RE: [PATCH v2] PCI: Fix up L1SS capability for Intel Apollolake PCIe bridge
From: Lee, Ron
Date: Tue Dec 20 2022 - 04:11:46 EST
> On Fri, Dec 16, 2022 at 04:29:39PM +0000, Lee, Ron wrote:
> > > On Thu, Dec 15, 2022 at 05:13:57PM +0800, Ron Lee wrote:
> Even if you haven't seen a battery life issue, I suspect you might be
> able to measure a power consumption difference if you looked for it
> and likely could see issues with manual ASPM enable/disable using
> sysfs. That might be a legitimate reason for this quirk, and if it is, we should mention it here.
We can arrange the power measurement, but I doubt this quirk has correlation to power consumption.
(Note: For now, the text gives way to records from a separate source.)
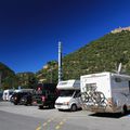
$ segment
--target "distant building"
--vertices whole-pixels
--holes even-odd
[[[112,34],[117,34],[117,32],[121,32],[122,30],[130,31],[130,26],[129,27],[119,27],[119,28],[116,28],[116,29],[112,30],[110,32]]]

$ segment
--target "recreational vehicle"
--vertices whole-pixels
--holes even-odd
[[[11,95],[13,94],[13,89],[8,89],[3,91],[2,100],[3,101],[10,101]]]
[[[56,88],[60,90],[60,96],[55,101],[55,108],[72,112],[81,108],[79,80],[60,81]]]
[[[130,76],[114,73],[84,75],[81,99],[95,113],[127,113],[130,109]]]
My point is that the ASPM behavior is not changed with or without this quirk.
>
> > The following merged commit can save/restore the
> > L1SubCap/L1SubCtl1/L1SubCtl2 registers for this bridge, However this
> > bridge not only lost its capability contents but also lost the link
> > to this capability.
> >
> > PCI/ASPM: Save/restore L1SS Capability for suspend/resume
> >
> > https://git.kernel.org/pub/scm/linux/kernel/git/torvalds/linux.git/c
> > om
> >
> mit/drivers/pci/pcie/aspm.c?h=v6.1&id=4257f7e008ea394fcecc050f1569c350
> > 3b8bcc15
>
> The current version of that code:
>
> https://git.kernel.org/pub/scm/linux/kernel/git/torvalds/linux.git/tre
> e/driver
> s/pci/pcie/aspm.c?id=v6.1#n760
> doesn't search for the L1SS capability; it uses dev->l1ss just like
> your patch does. So it should restore the capability even though the linked list is broken.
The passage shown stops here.